Also: Dresden hat es mal wieder nicht geschafft, einen Platz auf der Tanzplattform Deutschland zu ertanzen. Die in Hellerau gesichteten Beiträge konnten den Ansprüchen der Jury nicht genügen, die aus über 200 gesehenen Arbeiten zwölf ausgewählt hat für das aller zwei Jahre stattfindende Festival das als wichtigstes Tanzereignis des Landes bezeichnet wird. 1994 fand das erste »Theatertreffen des Tanzes« statt, zwei Jahre darauf, erstmals ausgerichtet vom Künstlerhaus Mousonturm in Frankfurt, wohin es nun nach 20 Jahren zurückgekehrt ist.
Vielleicht hätten die Dresdner die Hüllen fallen lassen müssen wie die Protagonistinnen bei ihren vaginalen Erkundungsspäßen in »Until Our Hearts Stop« von Meg Stuart mit der Kompanie Damaged Goods in einer Produktion der Münchner Kammerspiele? Vielleicht hätten Dresdner Tänzer, so sie sich denn dem Auswahlverfahren gestellt hätten, auch die Hosen runter lassen müssen, um ganz ungeschützt sich in den Irrungen und Wirrungen auf der Suche nach der Sprache, die die Haut spricht, zu lauschen? Vielleicht hätte sie aus Verzweiflung über die Normalität alltäglicher Gewalt sich einer Abfolge choreografierter Gewaltexzesse aussetzen müssen, wie Verena Billinger & Sebastian Schulz aus Düsseldorf und Frankfurt in ihrer am Ende etwas zu gut gemeinten und daher nur noch nervigen Performance »Violent Event«? Vielleicht sollten sie sich mit den Traditionen des Volkstanzes beschäftigen, wie Isabelle Schad mit ihren 22 Tänzerinnen und Tänzern, die sich in »Collective Jumps« über eine Stunde lang reigenselig in Kreisen bewegen, sich verknoten und am Ende in esoterischer Langeweile verlaufen? Da müssten doch die Hellerauer Traditionen locken, barfuß, auf der Wiese, im Mondschein…

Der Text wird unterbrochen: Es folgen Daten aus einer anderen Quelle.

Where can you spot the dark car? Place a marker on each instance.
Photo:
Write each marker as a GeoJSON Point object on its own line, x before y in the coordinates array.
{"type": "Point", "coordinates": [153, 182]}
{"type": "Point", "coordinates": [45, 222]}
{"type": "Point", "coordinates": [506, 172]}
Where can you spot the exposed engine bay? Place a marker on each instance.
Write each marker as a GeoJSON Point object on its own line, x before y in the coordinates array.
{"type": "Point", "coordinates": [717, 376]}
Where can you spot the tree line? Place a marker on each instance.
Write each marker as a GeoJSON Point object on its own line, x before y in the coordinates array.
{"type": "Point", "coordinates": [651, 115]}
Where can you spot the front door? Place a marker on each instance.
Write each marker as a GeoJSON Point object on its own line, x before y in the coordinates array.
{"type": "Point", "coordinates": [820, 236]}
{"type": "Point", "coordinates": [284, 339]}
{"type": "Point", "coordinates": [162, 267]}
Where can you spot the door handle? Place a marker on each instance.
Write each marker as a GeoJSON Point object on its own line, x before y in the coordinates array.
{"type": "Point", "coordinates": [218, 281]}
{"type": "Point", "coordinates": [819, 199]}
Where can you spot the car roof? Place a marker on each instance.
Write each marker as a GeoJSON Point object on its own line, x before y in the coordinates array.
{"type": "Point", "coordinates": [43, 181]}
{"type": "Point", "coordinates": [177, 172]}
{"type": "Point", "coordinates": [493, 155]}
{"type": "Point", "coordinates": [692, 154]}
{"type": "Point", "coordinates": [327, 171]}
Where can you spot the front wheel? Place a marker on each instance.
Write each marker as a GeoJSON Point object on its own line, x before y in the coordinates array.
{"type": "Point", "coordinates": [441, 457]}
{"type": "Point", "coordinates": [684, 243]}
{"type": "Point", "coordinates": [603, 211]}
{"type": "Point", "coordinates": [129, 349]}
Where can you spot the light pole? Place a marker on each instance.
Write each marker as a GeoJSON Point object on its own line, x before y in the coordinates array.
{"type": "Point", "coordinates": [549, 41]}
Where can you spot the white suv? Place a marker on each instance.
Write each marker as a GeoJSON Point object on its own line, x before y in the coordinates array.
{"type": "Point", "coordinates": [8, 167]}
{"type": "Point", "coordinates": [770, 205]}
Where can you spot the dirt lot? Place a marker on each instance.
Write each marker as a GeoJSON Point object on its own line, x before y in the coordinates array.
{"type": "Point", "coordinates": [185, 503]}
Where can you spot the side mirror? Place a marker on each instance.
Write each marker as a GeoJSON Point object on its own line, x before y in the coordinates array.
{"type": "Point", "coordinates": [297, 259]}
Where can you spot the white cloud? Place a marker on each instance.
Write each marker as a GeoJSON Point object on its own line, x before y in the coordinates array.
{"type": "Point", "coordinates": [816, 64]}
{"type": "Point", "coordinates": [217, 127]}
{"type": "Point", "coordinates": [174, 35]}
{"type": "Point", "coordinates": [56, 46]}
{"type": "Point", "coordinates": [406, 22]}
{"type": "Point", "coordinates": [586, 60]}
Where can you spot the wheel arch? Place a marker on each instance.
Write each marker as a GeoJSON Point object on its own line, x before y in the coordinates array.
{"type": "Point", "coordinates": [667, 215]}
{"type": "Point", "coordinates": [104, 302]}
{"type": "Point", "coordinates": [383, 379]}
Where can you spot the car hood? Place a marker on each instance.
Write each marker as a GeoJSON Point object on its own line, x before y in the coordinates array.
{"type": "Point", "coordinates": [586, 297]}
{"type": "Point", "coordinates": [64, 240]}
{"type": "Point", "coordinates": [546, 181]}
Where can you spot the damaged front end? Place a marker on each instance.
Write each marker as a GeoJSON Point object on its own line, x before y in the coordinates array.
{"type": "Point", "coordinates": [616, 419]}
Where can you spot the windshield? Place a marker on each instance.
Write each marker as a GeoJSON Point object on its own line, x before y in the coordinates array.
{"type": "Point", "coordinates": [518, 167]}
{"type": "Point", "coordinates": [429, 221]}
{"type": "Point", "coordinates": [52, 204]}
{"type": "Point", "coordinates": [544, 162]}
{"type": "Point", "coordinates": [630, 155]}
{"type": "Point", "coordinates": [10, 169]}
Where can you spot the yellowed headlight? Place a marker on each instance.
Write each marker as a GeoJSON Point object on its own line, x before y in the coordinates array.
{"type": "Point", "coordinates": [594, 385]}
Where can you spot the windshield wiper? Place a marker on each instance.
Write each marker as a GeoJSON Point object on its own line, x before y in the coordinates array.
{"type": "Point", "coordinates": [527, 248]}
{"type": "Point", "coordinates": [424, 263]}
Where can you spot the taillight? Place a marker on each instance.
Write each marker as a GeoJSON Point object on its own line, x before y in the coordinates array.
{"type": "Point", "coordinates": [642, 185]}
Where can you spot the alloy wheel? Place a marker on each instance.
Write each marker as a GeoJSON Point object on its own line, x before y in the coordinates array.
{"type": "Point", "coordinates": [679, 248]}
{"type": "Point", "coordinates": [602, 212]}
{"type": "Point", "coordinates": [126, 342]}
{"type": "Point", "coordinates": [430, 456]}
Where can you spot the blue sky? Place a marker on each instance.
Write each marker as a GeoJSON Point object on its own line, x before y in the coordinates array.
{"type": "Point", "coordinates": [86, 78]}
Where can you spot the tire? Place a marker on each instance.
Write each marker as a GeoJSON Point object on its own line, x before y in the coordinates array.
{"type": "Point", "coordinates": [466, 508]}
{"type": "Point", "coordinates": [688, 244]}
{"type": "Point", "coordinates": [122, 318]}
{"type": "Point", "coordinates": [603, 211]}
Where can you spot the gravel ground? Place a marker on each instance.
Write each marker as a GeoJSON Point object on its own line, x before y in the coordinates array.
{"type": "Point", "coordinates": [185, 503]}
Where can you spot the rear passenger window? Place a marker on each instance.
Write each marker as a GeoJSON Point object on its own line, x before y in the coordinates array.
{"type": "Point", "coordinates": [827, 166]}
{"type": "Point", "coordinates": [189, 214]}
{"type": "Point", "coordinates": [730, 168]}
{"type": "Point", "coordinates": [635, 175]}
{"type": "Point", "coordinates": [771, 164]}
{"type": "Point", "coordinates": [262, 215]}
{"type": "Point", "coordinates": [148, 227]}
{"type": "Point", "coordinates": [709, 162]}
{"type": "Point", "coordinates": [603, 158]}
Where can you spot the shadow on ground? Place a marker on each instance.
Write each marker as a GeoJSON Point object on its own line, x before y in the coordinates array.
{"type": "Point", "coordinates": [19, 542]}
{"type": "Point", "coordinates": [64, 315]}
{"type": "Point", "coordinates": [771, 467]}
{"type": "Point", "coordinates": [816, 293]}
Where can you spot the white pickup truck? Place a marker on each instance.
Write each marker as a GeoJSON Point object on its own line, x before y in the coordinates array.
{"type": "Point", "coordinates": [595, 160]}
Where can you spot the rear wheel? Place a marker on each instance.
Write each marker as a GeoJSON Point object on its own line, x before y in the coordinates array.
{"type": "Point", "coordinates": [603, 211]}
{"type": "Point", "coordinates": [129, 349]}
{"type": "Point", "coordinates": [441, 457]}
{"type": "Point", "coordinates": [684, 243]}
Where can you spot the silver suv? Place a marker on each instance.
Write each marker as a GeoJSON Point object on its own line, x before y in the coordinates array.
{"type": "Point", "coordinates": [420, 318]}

Oder hätten sie sich ganz dem Tanz total verweigern sollen in bedingungslos performativer Konsequenz wie das Berliner Duo Ana Vujanović & Saša Asentić in der über zweistündigen Performance »On Trial Together (Episode Offenbach)« als Gesellschaftsspiel und Happening anhand der Frage, was Theater und was Choreografie sei, die sich in den Umkehrschluss verwandelte, was dieses Theater solle und ob man nicht in eine autoritär choreografierte Falle geraten sei, zumal man den abgelegenen Ort in Offenbach erst wieder nach mindestens zwei Stunden mit einem Shuttlebus verlassen konnte.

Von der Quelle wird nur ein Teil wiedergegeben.